At the same, time, I experimented with integrating paper tape into my drawings, which again supported this idea of construction, destruction, reconstruction that was also present with the white-out.
At the same time, I was inspired by the idea and images of war-torn Syria, and more specifically Aleppo. I had been following the issue from a distance with a kind of morbid but at the same time concerned interest, like a big part of the Western population. It was a very complex issued that has been tied in with the issues I felt within previous works, and was very frustrated with the way our society dealt with this issue. However, I didn’t feel that as an artists, I could influence this problem.
I decided to translate my own feelings and thoughts of Aleppo into a visual work that tied in with the experiments I had previously done, and which correspond with my ideas. The idea was to translate the colours and forms of Aleppo into abstract impressions, making them into myth-like visions. Aleppo, for me, was a sort of myth, a distant and unknown territory that was inaccessible and which news’ related to it always had a question mark with it: was it true or just a fable?

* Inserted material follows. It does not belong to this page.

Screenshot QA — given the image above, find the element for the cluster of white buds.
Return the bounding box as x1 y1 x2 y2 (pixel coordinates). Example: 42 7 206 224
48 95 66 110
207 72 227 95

After evaluation the three works on paper, I decided that it was too superficial to deal with such a prang issue in such an aesthetic way. Instead of shelving the work, I decided to try and open it up to give it a “breaking point” in which the issue of Aleppo, which is dealt with so distantly, suddenly becomes closer. In this process, I ended up with a glitch-video of drone-footage of Aleppo, which is rendered almost unrecognisable and abstract, but yet retain some breaks where the reality breaks through the aestheticization.